UCLA

High-volume data streams are too large and grow too quickly to store entirely in working memory, introducing new challenges to what might otherwise be simple calculations. For one, nearly all interesting statistics of a stream can only be estimated without recalling expired data, which can be costly or impossible. For another, even just estimating a statistic could be infeasible if the space required to do so does not grow slowly with the size of the stream.

One such set of fundamental statistics are the quantiles (order statistics) of a dataset defined by an aggregating stream of items. We develop an approximate quantile summary with probabilistic guarantees that yields a new upper bound on the space needed for such a summary when the items are subject only to comparison operations.

The difficulties of data streams are compounded when streams may arrive distributed across several locations, as would occur in sensor networks and telecommunication networks; in addition to handling the high volume of these streams we must also coordinate among the sites to ensure consistency for any statistics we wish to track, ideally with a minimum of communication.

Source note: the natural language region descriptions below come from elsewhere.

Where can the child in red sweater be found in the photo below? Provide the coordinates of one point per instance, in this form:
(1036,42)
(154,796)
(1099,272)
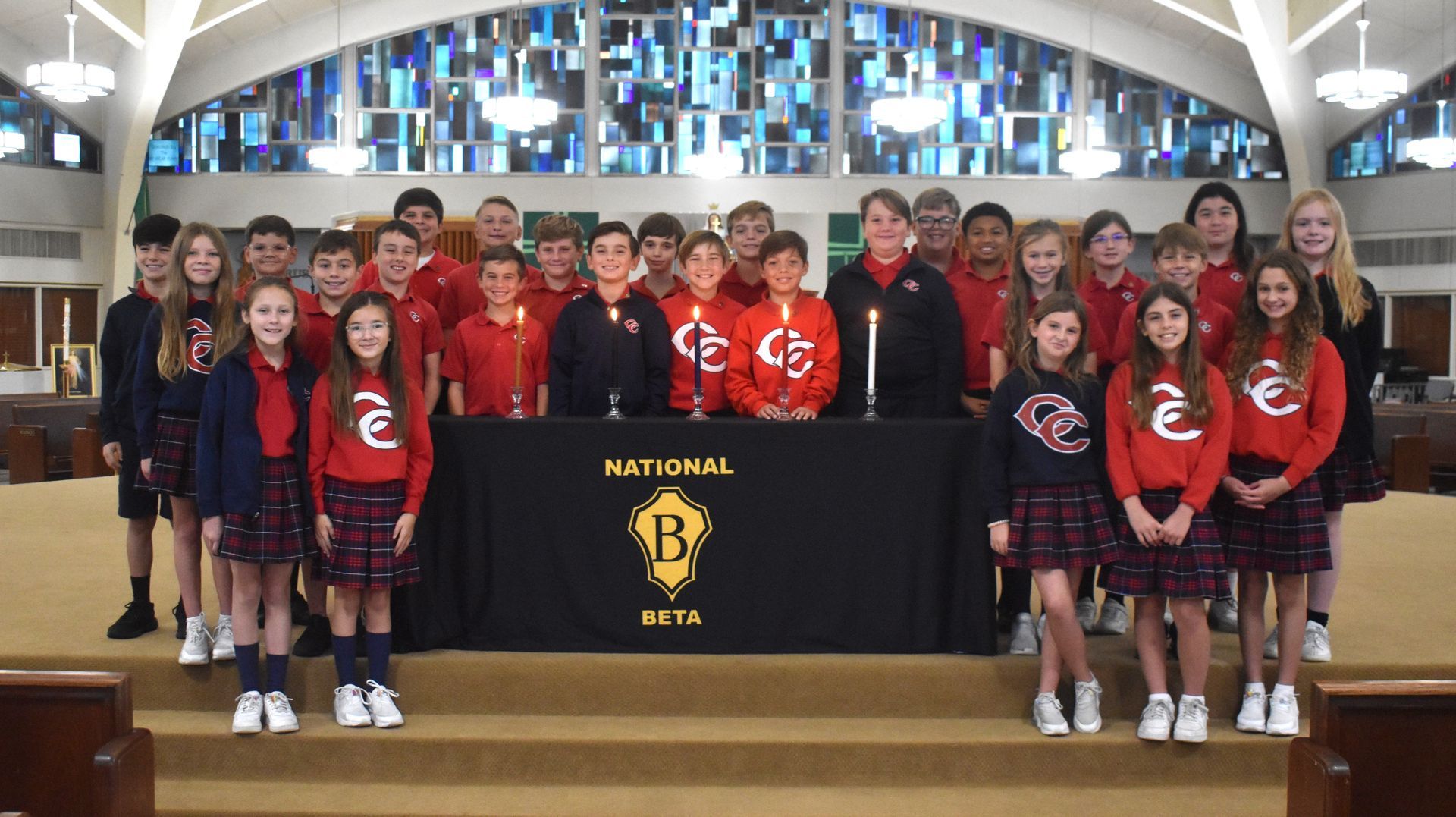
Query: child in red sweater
(783,354)
(369,462)
(1166,446)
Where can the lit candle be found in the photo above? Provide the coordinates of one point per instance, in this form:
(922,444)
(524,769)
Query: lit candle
(520,341)
(698,348)
(874,328)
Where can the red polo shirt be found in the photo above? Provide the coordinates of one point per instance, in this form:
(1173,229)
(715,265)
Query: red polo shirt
(419,332)
(275,414)
(482,356)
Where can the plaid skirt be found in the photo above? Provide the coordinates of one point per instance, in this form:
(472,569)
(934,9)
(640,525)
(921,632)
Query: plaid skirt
(1345,479)
(1059,526)
(1193,570)
(1288,536)
(174,457)
(364,517)
(277,532)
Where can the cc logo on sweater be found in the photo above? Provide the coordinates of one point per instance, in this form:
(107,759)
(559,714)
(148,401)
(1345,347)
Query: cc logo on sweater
(1056,421)
(1269,388)
(200,345)
(375,421)
(712,343)
(1169,414)
(797,351)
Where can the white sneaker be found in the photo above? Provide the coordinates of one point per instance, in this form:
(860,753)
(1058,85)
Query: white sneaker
(1112,619)
(1046,714)
(1087,614)
(248,718)
(1193,721)
(223,639)
(1272,644)
(1022,636)
(1158,720)
(280,714)
(348,707)
(1223,615)
(1316,644)
(1087,711)
(1254,712)
(382,707)
(196,650)
(1283,715)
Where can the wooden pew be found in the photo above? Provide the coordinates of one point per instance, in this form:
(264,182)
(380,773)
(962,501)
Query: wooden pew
(1376,747)
(39,437)
(69,746)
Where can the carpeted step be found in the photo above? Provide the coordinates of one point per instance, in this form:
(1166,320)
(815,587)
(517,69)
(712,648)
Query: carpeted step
(767,752)
(229,799)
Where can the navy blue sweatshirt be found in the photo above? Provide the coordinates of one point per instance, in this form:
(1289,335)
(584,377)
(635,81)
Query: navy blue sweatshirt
(229,443)
(919,366)
(582,357)
(120,337)
(1052,435)
(152,394)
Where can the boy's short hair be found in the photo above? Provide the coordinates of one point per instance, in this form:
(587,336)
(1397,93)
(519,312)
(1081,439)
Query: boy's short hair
(397,226)
(500,200)
(1180,236)
(750,210)
(555,228)
(504,253)
(937,199)
(696,239)
(156,229)
(987,209)
(610,228)
(781,240)
(270,226)
(419,197)
(661,226)
(337,240)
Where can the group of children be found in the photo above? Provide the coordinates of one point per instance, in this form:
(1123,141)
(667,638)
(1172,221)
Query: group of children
(1207,407)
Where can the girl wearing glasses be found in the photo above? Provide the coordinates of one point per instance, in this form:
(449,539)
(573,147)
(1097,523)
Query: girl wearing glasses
(369,462)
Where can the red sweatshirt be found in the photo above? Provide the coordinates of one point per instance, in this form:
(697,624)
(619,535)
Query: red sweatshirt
(718,318)
(370,454)
(1171,452)
(756,350)
(1277,424)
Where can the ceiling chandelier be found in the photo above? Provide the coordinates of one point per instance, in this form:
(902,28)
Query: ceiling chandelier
(909,114)
(71,80)
(1360,90)
(520,112)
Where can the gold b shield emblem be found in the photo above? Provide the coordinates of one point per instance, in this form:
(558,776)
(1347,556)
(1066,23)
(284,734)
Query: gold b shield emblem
(670,529)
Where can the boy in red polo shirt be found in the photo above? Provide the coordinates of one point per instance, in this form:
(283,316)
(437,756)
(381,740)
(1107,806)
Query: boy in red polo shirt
(660,235)
(481,362)
(747,226)
(558,248)
(422,209)
(397,250)
(786,340)
(1180,256)
(704,256)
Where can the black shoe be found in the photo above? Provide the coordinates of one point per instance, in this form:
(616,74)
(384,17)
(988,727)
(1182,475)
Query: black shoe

We introduce a new, natural parameter for data streams, the ``variability'' $v$, that permits us to easily extend existing algorithms for the aggregating streaming model to one in which streams are composed of insertion and deletion transactions. For this second model, our definition refines existing worst-case communication bounds from $O(n)$ to $\tilde{O}(v)$ for a host of problems. We further show that the variabilities for many streams of interest grow slowly with respect to the size of the streams.